Education and Employment is an exceptionally competitive battleground here in Yangon. I experienced the gigantic peer pressure among students in Yangon, who are always striving for more and more experiences. I witness thousands of youths bustling over roads of Yangon to join hundreds of private institutions and courses all across the city. Having a competitive community, in its own ways, pushes these youth for more challenges to overcome; on the other hand, I think it weakens the collaborative spirit in them as I was in awe to meet many self-centered youth thriving to compete and overshadow others. Mandalay, however, has still lagged behind Yangon for such facilities, and competitiveness is also less intense with limited opportunities and youth communities for the local students.
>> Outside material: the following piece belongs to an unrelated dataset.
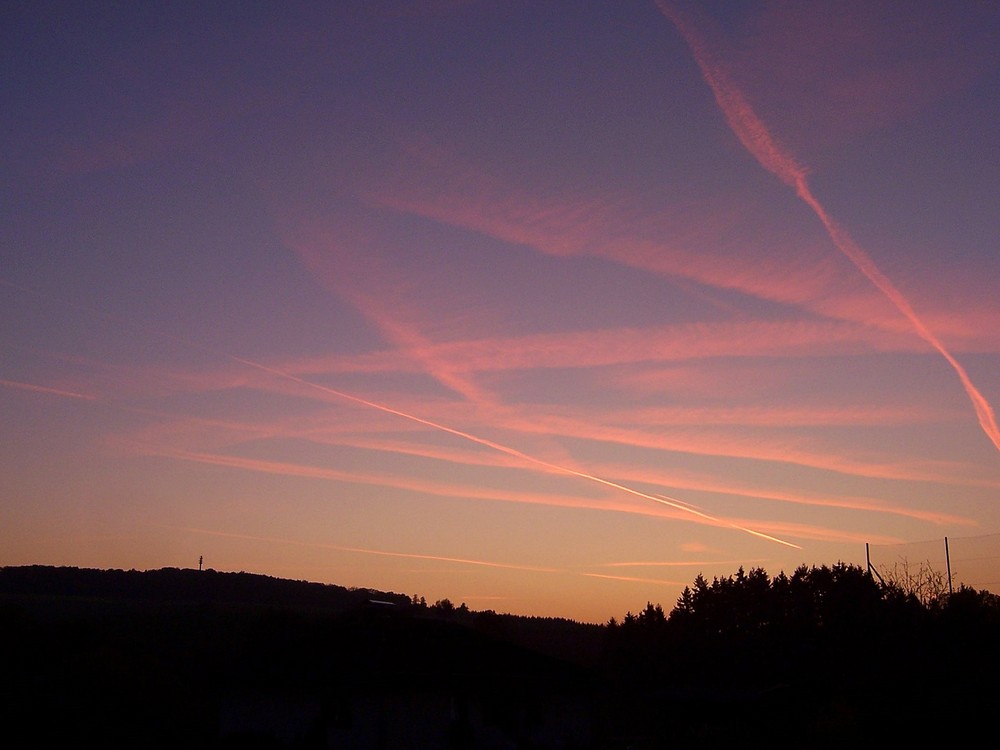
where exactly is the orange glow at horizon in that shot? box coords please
[173,526,565,574]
This was one of my major reasons for moving over too.
Being a hub of foreign investment and settlement, I see Yangon as a destination of inclusivity and diversity with a number of non-traditional cultures integrated in its existing lifestyles. Unlike the rest of the country, celebrations for Gender Equity, LGBTQ Communities, Ethnic Minorities and other underrepresented groups of people are being publicly held to support the city’s potential to transform into a global metropolis. It is empowering for me to see how minorities and marginalised groups are being accepted. This fascinated me too as the lifestyle in Mandalay is more overwhelmed by the cultural and traditional dimensions where religious activities are widely practiced and cultural heritages became the city’s most captivating destinations to explore.
Thoughts coming and going like a boomerang to me, until the second alarm from the clock started ringing. The clock marked the end of my long-thoughts, and I got up from my bed. Upon taking a bath and getting dressed, I grabbed some leftover pieces of bread and a cup of coffee to keep myself alert. “Another day of adventure to fight for!”, I reminded myself, and in an instant, I strolled to the bus-stop to greet the faces of Yangon.